He pointed to the inscription in the book which Littlejohn was still holding.

“You can read that … I can read it meshelf … Helen, thy beauty ish …”

“That'll do, Tarrant,” said Littlejohn snapping the book. “I'll keep this.”

He slipped the volume in his pocket. He didn't really know why, but felt it would save its being mauled about in further searches and perhaps the inscription read by louts like Tarrant. He locked the desk and bookcase and pocketed the key.

“I'm going now, Tarrant, and if I were you, I wouldn't take any more of Mr. Bellis's whisky,” he said in leaving. “His brother's due any time and may not like it.”

Littlejohn left him staring vacantly at the empty bottles and let himself out into the rain.

Chapter IV
The Off-Licence

The Inspector soon finished his business at Ellinborne and returned to Salton in the police car in time for tea. He had arranged by telephone that morning for his colleague, Sergeant Cromwell, to join him in the investigation and, thinking his assistant might have better luck in travelling than he himself had enjoyed yesterday, he strolled to the station to meet the 5.45 train in.

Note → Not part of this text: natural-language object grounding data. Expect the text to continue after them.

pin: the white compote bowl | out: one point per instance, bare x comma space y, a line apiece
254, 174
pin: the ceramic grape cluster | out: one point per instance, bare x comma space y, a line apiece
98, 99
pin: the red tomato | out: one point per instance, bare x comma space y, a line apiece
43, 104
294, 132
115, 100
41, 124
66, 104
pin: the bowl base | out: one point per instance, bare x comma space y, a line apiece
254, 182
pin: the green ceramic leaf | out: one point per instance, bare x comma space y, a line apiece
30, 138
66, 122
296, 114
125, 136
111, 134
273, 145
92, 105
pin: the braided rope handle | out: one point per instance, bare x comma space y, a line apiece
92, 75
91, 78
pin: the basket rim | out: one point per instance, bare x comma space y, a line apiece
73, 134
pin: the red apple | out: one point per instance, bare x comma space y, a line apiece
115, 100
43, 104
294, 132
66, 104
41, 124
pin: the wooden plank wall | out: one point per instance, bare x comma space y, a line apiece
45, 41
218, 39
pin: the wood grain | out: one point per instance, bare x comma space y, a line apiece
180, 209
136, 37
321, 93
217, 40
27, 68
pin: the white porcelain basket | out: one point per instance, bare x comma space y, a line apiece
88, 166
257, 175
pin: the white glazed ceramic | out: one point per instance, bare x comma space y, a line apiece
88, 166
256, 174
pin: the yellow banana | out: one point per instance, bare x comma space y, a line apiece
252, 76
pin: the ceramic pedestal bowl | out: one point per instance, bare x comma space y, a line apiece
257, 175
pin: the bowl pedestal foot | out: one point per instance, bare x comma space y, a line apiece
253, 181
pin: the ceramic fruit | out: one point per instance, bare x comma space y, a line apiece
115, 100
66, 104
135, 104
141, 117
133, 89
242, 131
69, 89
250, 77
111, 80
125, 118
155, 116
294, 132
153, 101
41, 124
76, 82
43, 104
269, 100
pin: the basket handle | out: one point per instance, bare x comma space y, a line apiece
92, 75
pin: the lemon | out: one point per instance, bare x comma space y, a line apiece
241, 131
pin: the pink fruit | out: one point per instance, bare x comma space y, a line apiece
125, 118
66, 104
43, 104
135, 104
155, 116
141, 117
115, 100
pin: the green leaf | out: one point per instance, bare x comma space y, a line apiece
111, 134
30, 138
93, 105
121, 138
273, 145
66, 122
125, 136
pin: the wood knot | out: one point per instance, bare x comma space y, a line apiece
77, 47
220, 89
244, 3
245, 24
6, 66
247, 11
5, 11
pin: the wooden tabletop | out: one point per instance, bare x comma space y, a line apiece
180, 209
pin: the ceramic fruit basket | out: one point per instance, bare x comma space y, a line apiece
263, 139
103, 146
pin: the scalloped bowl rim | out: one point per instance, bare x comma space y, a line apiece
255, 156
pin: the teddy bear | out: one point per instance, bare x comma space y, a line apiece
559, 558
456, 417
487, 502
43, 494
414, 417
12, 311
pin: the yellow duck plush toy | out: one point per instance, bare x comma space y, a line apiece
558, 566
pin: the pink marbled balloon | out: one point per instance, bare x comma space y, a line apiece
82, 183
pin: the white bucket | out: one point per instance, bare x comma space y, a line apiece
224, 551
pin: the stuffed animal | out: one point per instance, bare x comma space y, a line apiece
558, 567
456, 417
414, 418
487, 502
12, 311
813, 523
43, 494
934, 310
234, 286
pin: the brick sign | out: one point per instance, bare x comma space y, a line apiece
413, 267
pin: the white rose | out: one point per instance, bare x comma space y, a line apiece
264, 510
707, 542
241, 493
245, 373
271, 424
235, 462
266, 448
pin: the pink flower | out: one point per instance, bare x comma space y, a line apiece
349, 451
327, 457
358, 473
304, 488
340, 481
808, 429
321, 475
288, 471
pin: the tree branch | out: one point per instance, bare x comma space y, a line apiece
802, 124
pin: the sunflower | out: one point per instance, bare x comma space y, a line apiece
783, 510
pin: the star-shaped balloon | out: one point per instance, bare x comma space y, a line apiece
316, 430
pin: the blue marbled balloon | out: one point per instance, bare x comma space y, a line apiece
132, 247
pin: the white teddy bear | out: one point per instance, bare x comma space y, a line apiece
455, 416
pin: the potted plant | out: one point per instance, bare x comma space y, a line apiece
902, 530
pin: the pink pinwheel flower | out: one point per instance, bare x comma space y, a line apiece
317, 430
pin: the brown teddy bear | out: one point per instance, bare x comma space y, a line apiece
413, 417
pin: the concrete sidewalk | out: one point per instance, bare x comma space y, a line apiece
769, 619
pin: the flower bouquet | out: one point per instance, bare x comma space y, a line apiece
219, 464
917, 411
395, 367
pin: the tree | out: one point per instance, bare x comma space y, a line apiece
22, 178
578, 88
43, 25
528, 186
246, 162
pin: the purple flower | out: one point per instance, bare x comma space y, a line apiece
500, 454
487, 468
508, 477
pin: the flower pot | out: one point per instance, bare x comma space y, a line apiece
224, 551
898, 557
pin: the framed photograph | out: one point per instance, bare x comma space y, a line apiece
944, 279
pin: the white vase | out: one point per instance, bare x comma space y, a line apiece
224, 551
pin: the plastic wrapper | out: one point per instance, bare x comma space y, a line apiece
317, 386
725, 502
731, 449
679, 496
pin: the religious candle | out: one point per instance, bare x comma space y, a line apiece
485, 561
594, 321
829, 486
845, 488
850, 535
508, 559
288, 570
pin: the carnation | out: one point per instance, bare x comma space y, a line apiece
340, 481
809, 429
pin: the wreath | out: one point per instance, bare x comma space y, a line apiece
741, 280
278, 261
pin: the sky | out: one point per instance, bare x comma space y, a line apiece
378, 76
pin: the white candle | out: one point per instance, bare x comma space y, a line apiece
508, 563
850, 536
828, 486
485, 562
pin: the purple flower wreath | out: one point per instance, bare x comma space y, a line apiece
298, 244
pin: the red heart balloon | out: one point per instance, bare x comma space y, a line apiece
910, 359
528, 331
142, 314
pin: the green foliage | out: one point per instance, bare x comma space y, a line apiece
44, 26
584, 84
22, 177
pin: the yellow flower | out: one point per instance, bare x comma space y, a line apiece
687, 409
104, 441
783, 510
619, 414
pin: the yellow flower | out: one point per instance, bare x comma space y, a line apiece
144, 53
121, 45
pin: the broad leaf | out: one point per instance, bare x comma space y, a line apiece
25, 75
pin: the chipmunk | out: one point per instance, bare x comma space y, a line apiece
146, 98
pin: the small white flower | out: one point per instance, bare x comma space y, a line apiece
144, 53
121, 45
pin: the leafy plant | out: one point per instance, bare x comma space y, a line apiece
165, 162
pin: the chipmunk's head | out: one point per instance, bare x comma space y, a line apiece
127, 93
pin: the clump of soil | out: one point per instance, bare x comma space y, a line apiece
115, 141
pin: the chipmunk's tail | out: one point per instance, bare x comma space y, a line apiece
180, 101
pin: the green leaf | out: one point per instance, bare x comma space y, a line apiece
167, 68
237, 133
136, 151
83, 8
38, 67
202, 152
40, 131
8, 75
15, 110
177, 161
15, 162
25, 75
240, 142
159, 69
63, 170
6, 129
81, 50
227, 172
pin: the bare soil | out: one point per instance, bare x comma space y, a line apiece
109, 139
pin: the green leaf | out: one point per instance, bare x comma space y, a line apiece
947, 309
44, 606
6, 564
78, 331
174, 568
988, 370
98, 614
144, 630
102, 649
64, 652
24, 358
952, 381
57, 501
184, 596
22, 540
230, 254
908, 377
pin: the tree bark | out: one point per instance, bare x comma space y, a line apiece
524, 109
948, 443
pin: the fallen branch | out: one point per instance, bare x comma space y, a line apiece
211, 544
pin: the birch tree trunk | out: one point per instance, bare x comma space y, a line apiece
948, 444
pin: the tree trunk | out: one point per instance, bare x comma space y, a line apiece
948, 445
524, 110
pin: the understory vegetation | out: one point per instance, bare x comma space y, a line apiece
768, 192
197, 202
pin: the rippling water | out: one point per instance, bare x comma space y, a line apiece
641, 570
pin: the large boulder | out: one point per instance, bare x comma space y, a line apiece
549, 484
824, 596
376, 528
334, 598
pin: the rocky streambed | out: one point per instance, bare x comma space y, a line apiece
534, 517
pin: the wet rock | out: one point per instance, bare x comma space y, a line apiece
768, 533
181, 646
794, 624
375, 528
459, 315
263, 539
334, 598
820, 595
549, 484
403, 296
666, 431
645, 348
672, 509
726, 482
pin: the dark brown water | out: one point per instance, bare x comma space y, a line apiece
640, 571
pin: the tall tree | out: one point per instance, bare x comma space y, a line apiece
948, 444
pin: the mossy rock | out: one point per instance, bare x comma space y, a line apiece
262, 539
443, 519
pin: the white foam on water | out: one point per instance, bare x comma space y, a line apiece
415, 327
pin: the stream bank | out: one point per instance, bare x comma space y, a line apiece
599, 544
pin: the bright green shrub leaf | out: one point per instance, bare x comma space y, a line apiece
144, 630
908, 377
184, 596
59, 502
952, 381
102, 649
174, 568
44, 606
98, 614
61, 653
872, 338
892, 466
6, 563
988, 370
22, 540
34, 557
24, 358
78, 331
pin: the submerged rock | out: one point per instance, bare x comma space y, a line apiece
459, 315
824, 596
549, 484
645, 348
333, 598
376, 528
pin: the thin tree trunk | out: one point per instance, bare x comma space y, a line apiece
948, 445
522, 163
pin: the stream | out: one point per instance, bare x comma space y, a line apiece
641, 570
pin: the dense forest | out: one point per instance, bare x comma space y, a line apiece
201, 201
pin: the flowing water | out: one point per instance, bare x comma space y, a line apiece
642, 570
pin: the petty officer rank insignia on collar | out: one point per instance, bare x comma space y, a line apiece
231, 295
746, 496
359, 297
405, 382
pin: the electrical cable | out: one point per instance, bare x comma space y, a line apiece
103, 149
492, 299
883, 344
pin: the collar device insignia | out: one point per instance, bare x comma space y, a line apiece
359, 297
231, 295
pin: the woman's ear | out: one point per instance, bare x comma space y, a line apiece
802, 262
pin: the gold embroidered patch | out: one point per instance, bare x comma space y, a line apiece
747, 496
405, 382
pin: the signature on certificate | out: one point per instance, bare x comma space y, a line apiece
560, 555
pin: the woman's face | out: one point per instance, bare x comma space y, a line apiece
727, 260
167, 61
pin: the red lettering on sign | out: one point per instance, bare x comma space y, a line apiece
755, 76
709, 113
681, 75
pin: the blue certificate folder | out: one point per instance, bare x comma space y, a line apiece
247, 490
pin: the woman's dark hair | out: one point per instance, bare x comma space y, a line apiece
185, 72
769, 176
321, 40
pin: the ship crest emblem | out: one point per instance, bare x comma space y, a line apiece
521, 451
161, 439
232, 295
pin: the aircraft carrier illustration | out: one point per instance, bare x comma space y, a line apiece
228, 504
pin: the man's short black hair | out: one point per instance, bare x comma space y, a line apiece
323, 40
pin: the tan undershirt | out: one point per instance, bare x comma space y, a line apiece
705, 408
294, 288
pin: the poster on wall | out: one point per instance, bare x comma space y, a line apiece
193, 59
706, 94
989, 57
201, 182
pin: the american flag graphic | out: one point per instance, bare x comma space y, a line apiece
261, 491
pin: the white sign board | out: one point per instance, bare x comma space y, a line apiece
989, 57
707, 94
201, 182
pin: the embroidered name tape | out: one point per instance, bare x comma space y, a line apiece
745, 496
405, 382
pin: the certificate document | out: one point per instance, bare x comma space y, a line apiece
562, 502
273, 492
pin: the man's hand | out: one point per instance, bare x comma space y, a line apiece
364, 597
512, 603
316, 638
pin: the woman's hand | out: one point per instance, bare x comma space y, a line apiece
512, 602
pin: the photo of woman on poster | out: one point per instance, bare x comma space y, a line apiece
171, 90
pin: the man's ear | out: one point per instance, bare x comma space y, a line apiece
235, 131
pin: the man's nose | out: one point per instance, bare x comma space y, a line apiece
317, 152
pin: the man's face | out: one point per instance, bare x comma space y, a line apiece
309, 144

It was still blowing a gale, with intermittent showers of driven rain. Pedestrians struggled to keep on their feet and fought the wind. The harbour was full of small craft sheltering until an improvement in the weather.

The Inspector was in good time at the station and spent the quarter-hour he had to spare looking over again the railway carriage in which Bellis had been murdered and which stood dripping in the open siding behind the platforms.

The policeman on duty was sitting in one of the carriages munching sandwiches and drinking tea from a Thermos flask. He jerked to his feet like a spring-heeled-Jack
when Littlejohn tapped on the window. Frantically he chewed a mouthful of food trying to dispose of it and give tongue.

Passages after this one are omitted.